A zero-network, WebGPU-accelerated conversational AI with dual-LLM architecture, multi-lane RAG, and streaming TTS/STT running entirely in the browser.
https://github.com/davidbmar/speaker-generation-version-1 · public · shipped

Iris Kade is a privacy-first, noir-cyberpunk themed conversational agent that operates 100% client-side. It eliminates cloud dependencies by leveraging WebGPU for local LLM inference, Web Speech API for voice interaction, and ONNX/WASM for text-to-speech.
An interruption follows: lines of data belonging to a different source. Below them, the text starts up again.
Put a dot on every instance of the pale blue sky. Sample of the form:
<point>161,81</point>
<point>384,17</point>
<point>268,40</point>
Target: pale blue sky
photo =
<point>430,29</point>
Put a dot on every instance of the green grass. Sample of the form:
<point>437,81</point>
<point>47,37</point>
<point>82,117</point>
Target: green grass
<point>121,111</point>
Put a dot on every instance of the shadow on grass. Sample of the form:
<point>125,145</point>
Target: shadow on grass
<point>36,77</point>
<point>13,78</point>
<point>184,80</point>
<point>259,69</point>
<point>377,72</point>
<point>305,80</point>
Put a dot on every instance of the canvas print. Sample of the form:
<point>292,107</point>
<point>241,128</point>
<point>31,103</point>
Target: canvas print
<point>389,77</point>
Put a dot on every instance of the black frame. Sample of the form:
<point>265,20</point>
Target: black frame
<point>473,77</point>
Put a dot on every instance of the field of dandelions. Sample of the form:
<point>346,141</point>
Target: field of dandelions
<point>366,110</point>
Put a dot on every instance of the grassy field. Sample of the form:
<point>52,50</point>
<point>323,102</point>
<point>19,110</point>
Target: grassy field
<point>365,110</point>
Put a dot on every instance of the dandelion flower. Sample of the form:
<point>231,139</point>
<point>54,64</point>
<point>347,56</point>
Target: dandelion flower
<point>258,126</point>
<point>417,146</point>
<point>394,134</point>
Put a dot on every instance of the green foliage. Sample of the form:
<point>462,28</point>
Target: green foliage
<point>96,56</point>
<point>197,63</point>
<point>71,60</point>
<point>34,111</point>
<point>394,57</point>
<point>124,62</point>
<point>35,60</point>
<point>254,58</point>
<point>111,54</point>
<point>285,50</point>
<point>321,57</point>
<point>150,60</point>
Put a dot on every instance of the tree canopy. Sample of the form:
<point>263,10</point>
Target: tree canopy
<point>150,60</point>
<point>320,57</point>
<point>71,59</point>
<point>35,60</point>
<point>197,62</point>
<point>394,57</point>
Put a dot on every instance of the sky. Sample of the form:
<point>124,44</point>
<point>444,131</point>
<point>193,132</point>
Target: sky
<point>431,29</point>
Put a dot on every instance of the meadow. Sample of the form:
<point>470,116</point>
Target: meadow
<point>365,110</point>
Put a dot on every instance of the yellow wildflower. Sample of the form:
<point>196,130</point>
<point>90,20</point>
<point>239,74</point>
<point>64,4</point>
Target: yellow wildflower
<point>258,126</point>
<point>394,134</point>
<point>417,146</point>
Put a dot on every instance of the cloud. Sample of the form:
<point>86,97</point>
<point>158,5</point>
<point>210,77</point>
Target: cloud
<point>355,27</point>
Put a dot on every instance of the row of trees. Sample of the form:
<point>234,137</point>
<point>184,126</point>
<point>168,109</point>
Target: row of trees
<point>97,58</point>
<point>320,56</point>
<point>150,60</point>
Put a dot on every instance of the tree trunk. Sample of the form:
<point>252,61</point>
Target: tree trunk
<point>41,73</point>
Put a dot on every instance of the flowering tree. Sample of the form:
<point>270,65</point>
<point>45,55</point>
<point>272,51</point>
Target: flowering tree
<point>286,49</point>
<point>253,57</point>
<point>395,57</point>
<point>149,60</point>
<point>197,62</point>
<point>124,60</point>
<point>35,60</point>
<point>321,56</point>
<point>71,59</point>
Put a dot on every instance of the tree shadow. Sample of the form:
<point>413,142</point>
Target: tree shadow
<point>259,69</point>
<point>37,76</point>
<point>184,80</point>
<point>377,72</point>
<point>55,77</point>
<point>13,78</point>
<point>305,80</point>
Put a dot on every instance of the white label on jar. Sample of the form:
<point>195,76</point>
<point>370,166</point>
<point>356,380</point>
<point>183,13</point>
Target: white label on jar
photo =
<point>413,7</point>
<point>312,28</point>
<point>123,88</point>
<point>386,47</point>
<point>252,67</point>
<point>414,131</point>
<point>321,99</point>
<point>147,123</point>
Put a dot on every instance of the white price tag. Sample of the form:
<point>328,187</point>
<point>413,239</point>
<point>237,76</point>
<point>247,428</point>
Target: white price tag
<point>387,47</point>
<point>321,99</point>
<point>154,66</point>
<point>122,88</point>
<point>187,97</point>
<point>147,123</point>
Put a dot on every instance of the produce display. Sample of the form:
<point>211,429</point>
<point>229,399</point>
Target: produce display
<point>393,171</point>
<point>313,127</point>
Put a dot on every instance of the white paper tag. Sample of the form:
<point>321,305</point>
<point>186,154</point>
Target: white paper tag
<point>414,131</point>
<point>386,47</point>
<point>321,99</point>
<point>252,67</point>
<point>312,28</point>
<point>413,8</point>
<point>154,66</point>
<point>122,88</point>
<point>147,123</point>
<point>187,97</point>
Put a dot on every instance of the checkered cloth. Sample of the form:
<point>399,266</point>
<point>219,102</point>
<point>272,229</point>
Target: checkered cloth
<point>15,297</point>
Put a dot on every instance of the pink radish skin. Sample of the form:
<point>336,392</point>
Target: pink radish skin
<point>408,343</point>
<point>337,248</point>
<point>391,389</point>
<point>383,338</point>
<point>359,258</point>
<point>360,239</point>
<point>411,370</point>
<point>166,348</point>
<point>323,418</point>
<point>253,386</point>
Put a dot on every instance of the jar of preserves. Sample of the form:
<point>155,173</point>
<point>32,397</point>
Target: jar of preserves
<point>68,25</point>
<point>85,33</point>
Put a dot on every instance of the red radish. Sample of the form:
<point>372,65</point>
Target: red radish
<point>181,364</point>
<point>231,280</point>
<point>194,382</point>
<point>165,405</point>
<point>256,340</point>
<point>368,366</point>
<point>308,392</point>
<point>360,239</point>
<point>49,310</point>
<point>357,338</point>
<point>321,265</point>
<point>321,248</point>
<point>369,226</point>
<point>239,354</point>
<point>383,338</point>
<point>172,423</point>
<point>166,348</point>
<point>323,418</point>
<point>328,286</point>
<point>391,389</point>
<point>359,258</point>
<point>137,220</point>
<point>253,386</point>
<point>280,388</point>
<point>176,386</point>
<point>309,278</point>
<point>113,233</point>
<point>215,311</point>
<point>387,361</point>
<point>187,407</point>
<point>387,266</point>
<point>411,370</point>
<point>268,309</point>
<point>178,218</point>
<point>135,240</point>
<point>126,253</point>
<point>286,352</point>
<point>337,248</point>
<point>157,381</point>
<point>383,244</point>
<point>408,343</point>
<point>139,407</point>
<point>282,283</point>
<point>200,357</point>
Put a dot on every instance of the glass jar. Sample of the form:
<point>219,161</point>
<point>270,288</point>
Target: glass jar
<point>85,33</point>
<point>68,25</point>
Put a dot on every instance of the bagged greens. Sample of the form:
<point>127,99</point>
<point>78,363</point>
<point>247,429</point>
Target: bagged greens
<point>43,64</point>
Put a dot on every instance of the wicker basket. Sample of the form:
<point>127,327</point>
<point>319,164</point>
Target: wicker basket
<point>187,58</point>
The system features a 4-state conversation FSM, adaptive response biasing, and a multi-lane Retrieval-Augmented Generation (RAG) pipeline that retrieves context from persona, playbook, knowledge, and lore vectors.
git clone https://github.com/davidbmar/speaker-generation-version-1.git cd speaker-generation-version-1/web-app npm install npm run dev
flowchart TD
User[User Input] -->|Voice/Text| STT[Web Speech API STT]
STT --> FSM[Conversation FSM]
FSM -->|IDLE to PROCESSING| Pipeline[RAG Pipeline]
Pipeline -->|Retrieve| VectorStore[(IndexedDB Artifacts)]
Pipeline -->|Rerank| Context[Context Composer]
Context --> LLM[Web-LLM Inference]
LLM -->|Stream Tokens| Buffer[Sentence Buffer]
Buffer --> TTS[vits-web TTS]
TTS --> Audio[Audio Output]
FSM -->|Interrupt| Buffer
FSM -->|Reset| Pipeline
Built with vanilla TypeScript and Vite, the application uses @mlc-ai/web-llm for GPU-accelerated model inference and @huggingface/transformers.js for embedding generation. Voice capabilities are handled by the Web Speech API (STT) and vits-web (TTS). State management relies on a finite state machine (IDLE/PROCESSING/SPEAKING/INTERRUPTED), while persistent storage for RAG artifacts utilizes IndexedDB. The build process includes custom scripts for indexing session data into JSONL packs for offline retrieval.
sequenceDiagram
participant U as User
participant FSM as Conversation FSM
participant RAG as RAG Pipeline
participant LLM as Web-LLM
participant TTS as vits-web Speaker
U->>FSM: Speak/Type Input
FSM->>FSM: Transition IDLE -> PROCESSING
FSM->>RAG: Request Context (Persona/Lore)
RAG->>RAG: Retrieve & Rerank Vectors
RAG-->>FSM: Composed Prompt
FSM->>LLM: Stream Generation Request
loop Token Streaming
LLM-->>FSM: Return Token
FSM->>TTS: Enqueue Sentence
end
TTS->>U: Play Audio Stream
alt User Interrupts
U->>FSM: Interrupt Signal
FSM->>LLM: Abort Generation
FSM->>TTS: Clear Buffer
FSM->>FSM: Transition to INTERRUPTED
end
Deploy as a static web application requiring no backend infrastructure. Ideal for secure environments where data sovereignty is critical, educational tools for teaching opsec/privacy, or offline-capable interactive characters. The modular architecture allows swapping LLMs (80MB–5GB) and TTS engines without altering core logic.